If you think this year was hard for you, imagine how hard it was for these trends. Nigerians didn’t just follow them, they became them. And this December, we’re pleading to you to let them rest, IJN.
Not every owambe, corset. O wrong nau. When the trend started, we loved it. But after Nigerian women turned it into a competition of who could hold their breath the longest, we had to tap out. In 2023, please, let that tummy roam free.
Baby hair on frontals
Except you come from a line of “werey-wolves”, you have no business having so much hair on your edges. Your
adult baby hair looks like squirmy worms on your forehead.
We love crocs as much as the next guy. But when you start wearing them with dinner dresses, you need an intervention. So use this December to wear all your crocs, clogs and floater-type contraptions out of your system. We’re doing better next year.
The short skirts, black-lined lips, sheer clothing and denim everything should be left in 2022. They were fun for a bit, but if we’re trying to move forward as a nation, we need to leave things of the past in the past.
Body positivity, this year and forever. But we’re positive the illegal, behind-dark-alleys-type Brazilian butt lifts people are getting now will do more harm than good. Remember, no one ever died for having a small booty.

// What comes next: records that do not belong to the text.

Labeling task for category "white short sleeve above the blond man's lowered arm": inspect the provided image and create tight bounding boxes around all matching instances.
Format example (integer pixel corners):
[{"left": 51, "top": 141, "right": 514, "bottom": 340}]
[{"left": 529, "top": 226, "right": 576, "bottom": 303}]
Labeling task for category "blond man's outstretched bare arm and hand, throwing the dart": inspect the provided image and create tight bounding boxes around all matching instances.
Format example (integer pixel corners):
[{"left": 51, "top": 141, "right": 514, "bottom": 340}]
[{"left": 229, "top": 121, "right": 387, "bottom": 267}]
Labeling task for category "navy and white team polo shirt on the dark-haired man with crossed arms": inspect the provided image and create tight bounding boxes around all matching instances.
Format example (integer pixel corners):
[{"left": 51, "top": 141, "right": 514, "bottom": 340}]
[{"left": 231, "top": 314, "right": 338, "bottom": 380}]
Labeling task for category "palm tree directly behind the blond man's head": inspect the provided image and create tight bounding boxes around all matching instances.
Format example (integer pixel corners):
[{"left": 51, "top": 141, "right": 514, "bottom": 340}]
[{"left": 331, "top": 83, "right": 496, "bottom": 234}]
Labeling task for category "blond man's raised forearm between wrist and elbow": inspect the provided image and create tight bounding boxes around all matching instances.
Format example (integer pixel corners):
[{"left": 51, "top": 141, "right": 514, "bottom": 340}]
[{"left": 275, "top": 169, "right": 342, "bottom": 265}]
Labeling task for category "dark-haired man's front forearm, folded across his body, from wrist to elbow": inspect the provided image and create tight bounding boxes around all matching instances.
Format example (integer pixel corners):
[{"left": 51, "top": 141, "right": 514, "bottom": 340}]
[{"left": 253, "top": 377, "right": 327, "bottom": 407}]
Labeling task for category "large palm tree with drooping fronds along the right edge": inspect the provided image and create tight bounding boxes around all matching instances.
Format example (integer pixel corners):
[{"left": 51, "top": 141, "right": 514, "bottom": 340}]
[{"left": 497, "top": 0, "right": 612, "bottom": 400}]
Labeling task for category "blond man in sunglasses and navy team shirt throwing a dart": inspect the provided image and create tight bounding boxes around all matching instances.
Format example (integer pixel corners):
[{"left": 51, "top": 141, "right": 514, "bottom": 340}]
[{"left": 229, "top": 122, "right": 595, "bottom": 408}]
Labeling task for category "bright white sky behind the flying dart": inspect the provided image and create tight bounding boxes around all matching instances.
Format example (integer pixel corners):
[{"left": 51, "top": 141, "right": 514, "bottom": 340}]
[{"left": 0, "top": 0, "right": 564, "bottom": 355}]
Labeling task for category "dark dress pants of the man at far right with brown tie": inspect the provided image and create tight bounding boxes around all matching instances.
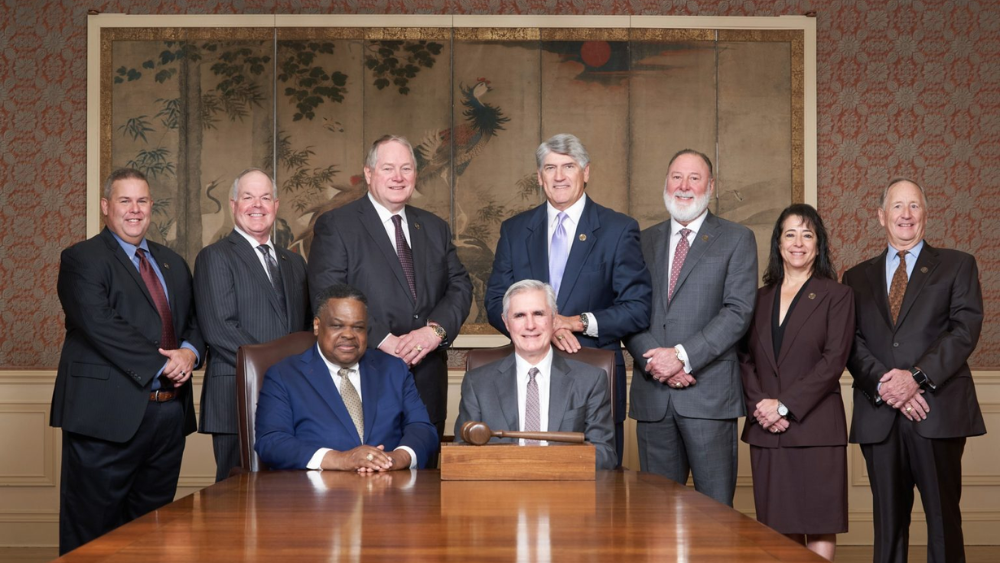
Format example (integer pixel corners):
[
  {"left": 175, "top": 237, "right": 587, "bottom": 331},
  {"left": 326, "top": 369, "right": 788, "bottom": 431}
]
[{"left": 861, "top": 413, "right": 965, "bottom": 563}]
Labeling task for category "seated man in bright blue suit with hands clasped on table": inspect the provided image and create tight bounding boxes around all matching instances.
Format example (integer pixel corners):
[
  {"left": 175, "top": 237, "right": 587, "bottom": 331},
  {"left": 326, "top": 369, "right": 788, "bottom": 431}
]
[{"left": 255, "top": 284, "right": 438, "bottom": 473}]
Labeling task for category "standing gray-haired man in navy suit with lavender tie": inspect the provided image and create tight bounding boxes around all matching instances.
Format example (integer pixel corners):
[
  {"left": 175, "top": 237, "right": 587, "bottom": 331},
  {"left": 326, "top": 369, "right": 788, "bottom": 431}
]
[{"left": 486, "top": 134, "right": 652, "bottom": 465}]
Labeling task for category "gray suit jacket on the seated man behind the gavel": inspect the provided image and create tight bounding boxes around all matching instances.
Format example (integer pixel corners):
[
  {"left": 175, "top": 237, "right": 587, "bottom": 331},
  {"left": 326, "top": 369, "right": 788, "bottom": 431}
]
[{"left": 455, "top": 354, "right": 618, "bottom": 469}]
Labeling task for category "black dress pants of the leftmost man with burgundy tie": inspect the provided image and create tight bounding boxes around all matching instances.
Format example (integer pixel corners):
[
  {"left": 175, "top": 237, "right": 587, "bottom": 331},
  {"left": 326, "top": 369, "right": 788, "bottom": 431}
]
[{"left": 59, "top": 399, "right": 185, "bottom": 555}]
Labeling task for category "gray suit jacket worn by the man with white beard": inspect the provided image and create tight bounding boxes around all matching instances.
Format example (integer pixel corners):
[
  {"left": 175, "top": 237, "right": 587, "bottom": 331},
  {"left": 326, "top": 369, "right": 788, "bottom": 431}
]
[{"left": 625, "top": 212, "right": 757, "bottom": 422}]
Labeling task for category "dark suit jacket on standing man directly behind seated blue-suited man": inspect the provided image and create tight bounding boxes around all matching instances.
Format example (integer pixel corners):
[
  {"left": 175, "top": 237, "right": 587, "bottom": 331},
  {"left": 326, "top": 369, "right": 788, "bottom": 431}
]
[{"left": 309, "top": 196, "right": 472, "bottom": 423}]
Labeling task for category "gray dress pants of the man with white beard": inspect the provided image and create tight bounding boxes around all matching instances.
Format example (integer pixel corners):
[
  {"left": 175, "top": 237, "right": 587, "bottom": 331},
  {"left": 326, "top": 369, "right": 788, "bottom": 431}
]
[{"left": 636, "top": 396, "right": 737, "bottom": 506}]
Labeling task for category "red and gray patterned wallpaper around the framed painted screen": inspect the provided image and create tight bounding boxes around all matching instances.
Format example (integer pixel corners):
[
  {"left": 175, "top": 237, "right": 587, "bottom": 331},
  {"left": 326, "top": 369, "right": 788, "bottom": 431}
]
[{"left": 0, "top": 0, "right": 1000, "bottom": 369}]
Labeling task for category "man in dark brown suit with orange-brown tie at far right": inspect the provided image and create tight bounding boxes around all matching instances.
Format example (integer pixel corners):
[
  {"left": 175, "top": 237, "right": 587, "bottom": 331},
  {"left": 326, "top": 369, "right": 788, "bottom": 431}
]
[{"left": 844, "top": 179, "right": 986, "bottom": 563}]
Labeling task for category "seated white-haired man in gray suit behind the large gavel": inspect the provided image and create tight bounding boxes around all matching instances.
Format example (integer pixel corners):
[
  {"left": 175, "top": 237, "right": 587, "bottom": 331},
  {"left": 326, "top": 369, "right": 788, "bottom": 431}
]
[{"left": 455, "top": 280, "right": 618, "bottom": 469}]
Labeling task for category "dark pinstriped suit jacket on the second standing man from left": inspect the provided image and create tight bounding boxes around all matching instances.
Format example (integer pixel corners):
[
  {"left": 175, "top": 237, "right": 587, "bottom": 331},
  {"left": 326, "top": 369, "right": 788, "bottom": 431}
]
[{"left": 194, "top": 229, "right": 312, "bottom": 434}]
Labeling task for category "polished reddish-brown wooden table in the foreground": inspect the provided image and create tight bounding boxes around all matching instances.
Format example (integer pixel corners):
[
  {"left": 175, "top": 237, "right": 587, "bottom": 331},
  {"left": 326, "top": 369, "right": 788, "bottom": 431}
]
[{"left": 60, "top": 470, "right": 823, "bottom": 563}]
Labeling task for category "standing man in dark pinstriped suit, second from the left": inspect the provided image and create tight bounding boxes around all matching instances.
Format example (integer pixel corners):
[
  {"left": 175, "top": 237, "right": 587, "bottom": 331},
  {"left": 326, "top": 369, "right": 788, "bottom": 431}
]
[{"left": 194, "top": 168, "right": 311, "bottom": 481}]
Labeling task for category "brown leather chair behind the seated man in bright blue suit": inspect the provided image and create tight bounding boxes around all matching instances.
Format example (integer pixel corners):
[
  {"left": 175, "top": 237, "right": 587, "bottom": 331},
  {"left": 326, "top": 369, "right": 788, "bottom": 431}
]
[{"left": 236, "top": 332, "right": 316, "bottom": 471}]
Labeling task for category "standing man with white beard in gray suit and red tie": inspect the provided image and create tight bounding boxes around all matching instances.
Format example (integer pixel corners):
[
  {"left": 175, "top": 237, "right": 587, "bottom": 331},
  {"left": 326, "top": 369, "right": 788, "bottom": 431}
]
[{"left": 625, "top": 149, "right": 757, "bottom": 506}]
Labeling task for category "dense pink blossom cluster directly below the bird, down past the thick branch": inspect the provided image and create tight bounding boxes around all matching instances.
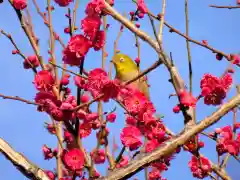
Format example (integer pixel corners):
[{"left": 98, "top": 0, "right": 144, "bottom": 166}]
[{"left": 118, "top": 86, "right": 176, "bottom": 180}]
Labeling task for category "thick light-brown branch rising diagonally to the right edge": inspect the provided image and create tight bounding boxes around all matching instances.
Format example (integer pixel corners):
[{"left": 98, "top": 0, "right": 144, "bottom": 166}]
[{"left": 98, "top": 94, "right": 240, "bottom": 180}]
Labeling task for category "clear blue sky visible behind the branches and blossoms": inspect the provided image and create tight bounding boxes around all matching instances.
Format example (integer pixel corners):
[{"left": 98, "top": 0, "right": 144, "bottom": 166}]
[{"left": 0, "top": 0, "right": 240, "bottom": 180}]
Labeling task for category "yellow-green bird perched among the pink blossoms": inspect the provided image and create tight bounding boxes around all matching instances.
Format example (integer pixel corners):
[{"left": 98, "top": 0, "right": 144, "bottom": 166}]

Out with the old; in with the new. Skinny jeans have had a nice run. They need a break. We wonder why you’d choose skinny jeans — that leave marks on your body after you take them off — over mum jeans, bootleg jeans, or low-waist jeans like the rest of us fast-forward people are already doing.
It gives undergarments with a touch of sports. From the name sef, you should know these shorts are for bikers, so tell us who told you people it was okay to wear them outside. Some people wear it to the market, movies, parties and church. Break free from its shackles, please.

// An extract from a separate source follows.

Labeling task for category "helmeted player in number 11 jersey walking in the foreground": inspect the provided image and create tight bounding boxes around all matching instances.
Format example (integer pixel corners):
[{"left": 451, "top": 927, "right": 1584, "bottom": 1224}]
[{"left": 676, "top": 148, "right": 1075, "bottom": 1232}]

We doubt knee-high socks were even cool anywhere past SS 1, so why have you decided to die on their matter now? The only time you’re allowed to wear them is when you’re going for march-past.
The reign of velvet dresses should have ended in 2020, in my opinion. If you’re among people still “rocking” it in 2022, we love it for you, but we’d like to see more range.
We understand your need to be minimalist, but can you do it with more style? In a time of acrylic and pearl accessories, your favourite loops look pretty boring. If you don’t want us to fight you, you better fix up. Because why settle for anything less than the main character position?